The theorem starts off reasonably by explicitly constructing $F$, showing that $F$ is the left adjoint of $U$, and then demonstrating that $U$ is strictly monadic.

However, the proof does not ever show that $U$ has a right ajdoint. Instead, the authors note that $T = \Sigma_{d_1} \circ d^*_0$ and then conclude that $T$ has a right adjoint with the sentence

By Theorem IV.7.2 for a topos, each of the two functors $\Sigma_{d_1}$ and $d_0^*$ has a right adjoint, and hence so does their composite $T$, as asserted in the theorem.

What is going on?

Answer 1

The proof of Theorem V.7.2 actually relies on a theorem that has not yet been proved.
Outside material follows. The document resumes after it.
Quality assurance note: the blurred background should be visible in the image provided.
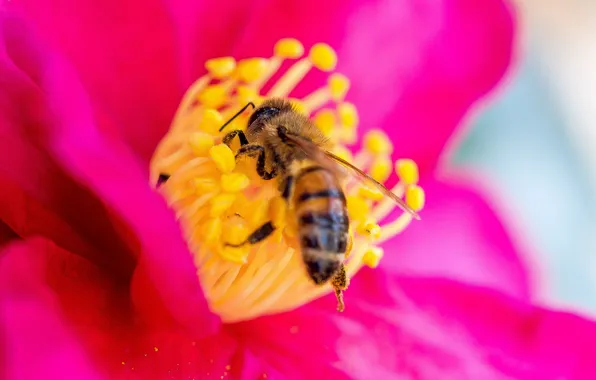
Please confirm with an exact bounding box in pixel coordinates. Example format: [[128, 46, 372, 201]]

This is not clearly explained in the text.

Reading a bit further into Chapter V, one encounters the following theorem in section 8:

Corollary 3: If $(T, \eta, \mu)$ is a monad on the category $\mathcal{A}$ while $G$ is a right adjoint to the functor $T : \mathcal{A} \to \mathcal{A}$, then the forgetful functor $U : \mathcal{A}^T \to \mathcal{A}$ has both a left and a right adjoint.

Now recall that the text for Theorem V.7.2 wraps up by concluding that $U$ is monadic and that $T$ has a right adjoint. Since $U$ is equivalent to the forgetful functor $(\mathcal{E}/C_0)^T \to \mathcal{E}/C_0$, $U$ must therefore also have a right adjoint.